The new journal was thematically oriented on its predecessor: proceeding on the premise of a politics based on historical observation it dealt with cultural, historical and political questions; it also had a section for reviews. Political, however, Buchner approached the spirit of the age with a new alignment. He led Catholicism towards the strengthened right wing nationalism and stood for a monarchism which was oriented on the protestant Prussian Hohenzoller Empire. The Gelbe Hefte should form an interconfessional «unified front» to defend the «German soul» against enlightenment and liberalism. The Gelbe Hefte distanced itself so far from the Centre Party, which represented classical catholic conservatism, that it even regarded the approach to National Socialism as the lesser evil. The total spectrum of catholic opinion towards the NS movement, from rejection to acceptance, was presented in a special issue in 1931. Later Buchner let Hitlers claim to power pass as a form of Gods mercy, and the Gelbe Hefte, despite isolated criticisms of the regime, also advocated a racial ideological standpoint.
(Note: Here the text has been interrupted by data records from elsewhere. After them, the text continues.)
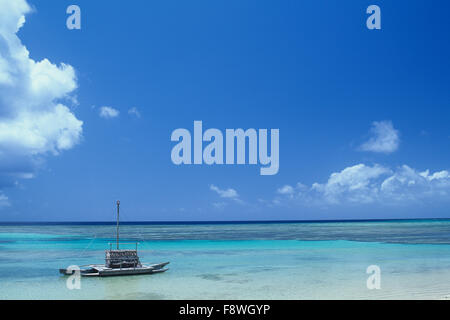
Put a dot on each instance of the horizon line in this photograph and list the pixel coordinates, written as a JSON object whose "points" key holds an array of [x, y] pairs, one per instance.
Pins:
{"points": [[217, 221]]}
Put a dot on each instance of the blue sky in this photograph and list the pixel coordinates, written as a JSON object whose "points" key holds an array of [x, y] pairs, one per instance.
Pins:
{"points": [[363, 114]]}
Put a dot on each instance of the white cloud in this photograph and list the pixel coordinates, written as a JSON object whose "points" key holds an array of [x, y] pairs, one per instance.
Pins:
{"points": [[363, 184], [108, 112], [384, 138], [287, 189], [228, 193], [34, 121], [134, 112]]}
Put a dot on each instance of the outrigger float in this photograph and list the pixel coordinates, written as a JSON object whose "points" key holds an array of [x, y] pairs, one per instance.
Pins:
{"points": [[118, 262]]}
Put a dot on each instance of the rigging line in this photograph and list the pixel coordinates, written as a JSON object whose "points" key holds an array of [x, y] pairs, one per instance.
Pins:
{"points": [[138, 233], [87, 247]]}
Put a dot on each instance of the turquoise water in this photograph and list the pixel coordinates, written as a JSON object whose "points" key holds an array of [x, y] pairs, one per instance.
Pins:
{"points": [[234, 261]]}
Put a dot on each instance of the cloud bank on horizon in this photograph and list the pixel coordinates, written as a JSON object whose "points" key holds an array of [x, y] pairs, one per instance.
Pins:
{"points": [[364, 184], [34, 122]]}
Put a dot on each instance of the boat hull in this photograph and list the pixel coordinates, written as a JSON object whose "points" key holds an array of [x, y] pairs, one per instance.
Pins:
{"points": [[102, 271]]}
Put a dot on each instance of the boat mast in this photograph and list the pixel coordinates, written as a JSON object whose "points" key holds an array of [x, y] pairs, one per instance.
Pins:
{"points": [[118, 204]]}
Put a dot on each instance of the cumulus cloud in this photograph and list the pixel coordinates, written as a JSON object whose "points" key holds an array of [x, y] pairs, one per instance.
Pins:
{"points": [[134, 112], [384, 139], [364, 184], [287, 189], [34, 121], [108, 112], [228, 193]]}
At no time did the Gelbe Hefte reach the circulation, radius of influence and importance of its predecessor. Up till 1926 it appeared monthly, about 100 pages long and in an edition of about 1500, after this rather spasmodically and in decreasing size. The journal died with its creator in 1941. Nevertheless it is a significant document in the history of ideology. New streams in Catholicism during the Weimar Republic and The National Socialist period are indicated by its deviations from the positions of its predecessor. Beyond this it reflects the changes in the right wing nationalist camp with whom the publisher sympathised. His conservative nationalism based on the Empire was increasingly overshadowed by the German folkish tendencies of younger publicists. After 1933 the Gelbe Hefte show a precarious conciliation of some catholic intellectuals towards the NS regime.